Flat design has been the hot current design trend. It may have been ushered into prominence by Apple’s iOS 7 and Google’s Material Design1, but its philosophies resonate under the broader umbrella of minimalism. Minimalist design has been around for some time, and has been applicable – as a design philosophy – to much more than software interfaces alone.

Is minimalism over-copied and overused?

There’s a great quote I came across in an article about typography. The crux of the piece is about controlling the presentation of one’s writings by retaining full control of the type, and resist posting to blog networks like Medium.

What piqued my interest was his comment on homogeneity:

If that’s the case, we can’t say that Medium et al. are of­fer­ing min­i­mal­ist de­sign. Only the ve­neer is min­i­mal­ist. What they’re re­ally of­fer­ing is a shift from de­sign as a choice to de­sign as a con­stant. In­stead of min­i­mal­ist de­sign, a bet­ter term might be ho­mo­ge­neous design.

Type control aside, I found this notion of “everything is minimalist, so there’s no differentiation” a rational take on the design philosophy often granted as the golden default2. Simplification is a noble goal, but it should be more than just branding; it should come as a series of thoughtful and meaningful tradeoffs between form and function. Minimalism embodies an aesthetic that’s not plain because it is beautiful, but beautiful because it is plain.

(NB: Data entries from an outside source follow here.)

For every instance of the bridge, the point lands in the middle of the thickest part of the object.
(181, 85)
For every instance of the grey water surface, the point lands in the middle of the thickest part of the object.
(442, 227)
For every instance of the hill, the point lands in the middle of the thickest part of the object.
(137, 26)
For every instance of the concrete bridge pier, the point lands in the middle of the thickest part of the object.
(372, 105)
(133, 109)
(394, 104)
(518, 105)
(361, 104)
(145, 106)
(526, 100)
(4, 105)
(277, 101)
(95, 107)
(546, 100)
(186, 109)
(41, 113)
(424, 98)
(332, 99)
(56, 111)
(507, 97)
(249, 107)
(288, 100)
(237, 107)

Sometimes I wonder whether its latest adoptees uphold those core principles. Off the top of my head, a number of product categories claim to adhere to minimalism, but make unwelcome tradeoffs:

  • Minimalist wallets are practically a genre on Kickstarter and man’s fashion boutiques. Sadly, most of them care more about how thin they can make a few pieces of leather, instead of their functionality as holders of cash and cards.
  • Similarly, minimalist text editors – unsurprisingly, concentrated on the Mac – are an overrepresented genre of productivity application. Word processing can be difficult to get right, but most of these editors are content with a feature set that amounts to slapping a pretty font on a blank page and expanding the application window to fill the screen3.
  • Web pages and apps have jumped into the thick of minimalist flat design for a couple of years now. While the flat aesthetic is still everywhere, the look has probably worn out its novelty.
  • Modern minimalist furniture is a movement that has produced some pretty cool-looking pieces that function as ergonomic nightmares. Price premiums aside, I don’t see it usable other than perhaps as filler for those interior design galleries that in no way resemble actual living spaces occupied by living beings.

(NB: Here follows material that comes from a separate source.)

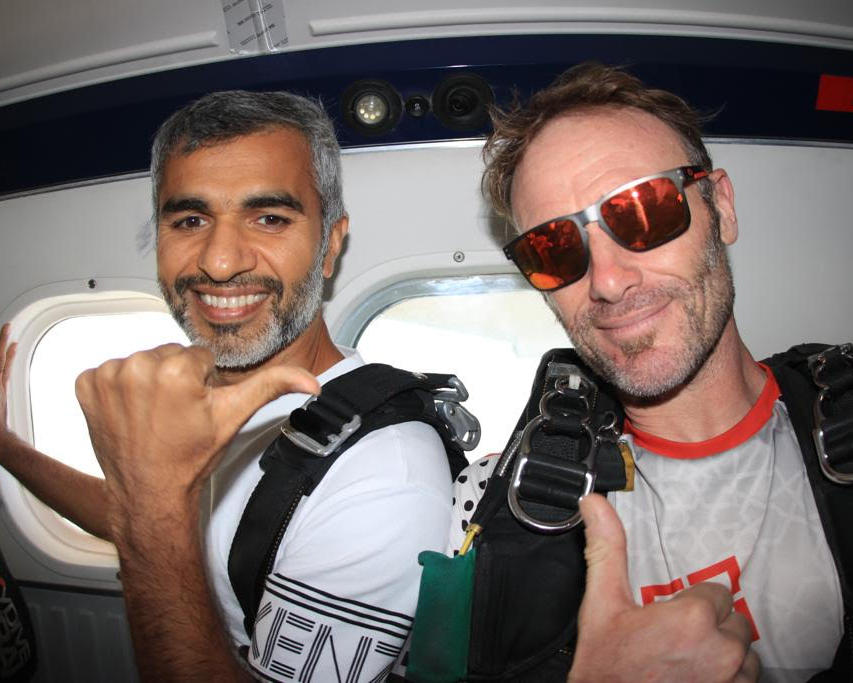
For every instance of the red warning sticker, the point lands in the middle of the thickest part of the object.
(835, 93)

Not only do some of these designs start resembling and echoing each other, in many cases they end up being less usable than their less-minimalist counterparts. Those uglier products may have knobs and dials and extra pockets and unsightly globs of information splashed across the interface, but they succeed in giving the user the right amount of data and method of control.

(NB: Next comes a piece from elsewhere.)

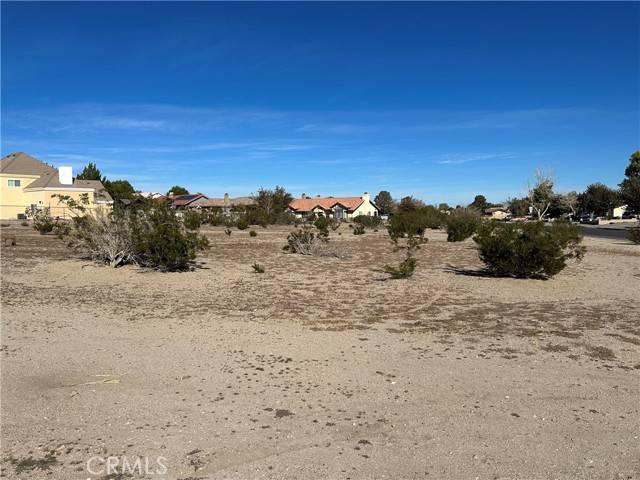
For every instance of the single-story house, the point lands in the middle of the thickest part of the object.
(226, 204)
(340, 208)
(498, 213)
(26, 182)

Simplicity is hard; differentiation is in some ways even harder. Good design strives to embody both values, but in its worse incarnations, homogenous and unfriendly minimalist design ends up accomplishing the polar opposite.


  1. That said, all the credit in the world should go to Microsoft in pushing to a broader audience via its not-really-Metro interface. Unfortunately, smartphone interfaces have an undue amount of design influence, and they don’t have the market or mind share.

  2. Reminds me of Agile as the de facto project development standard, assuming one can nail down what agile development actually means.

  3. I do recognize and appreciate the idea that a blank canvas can inspire creativity. It’s just damned cliche.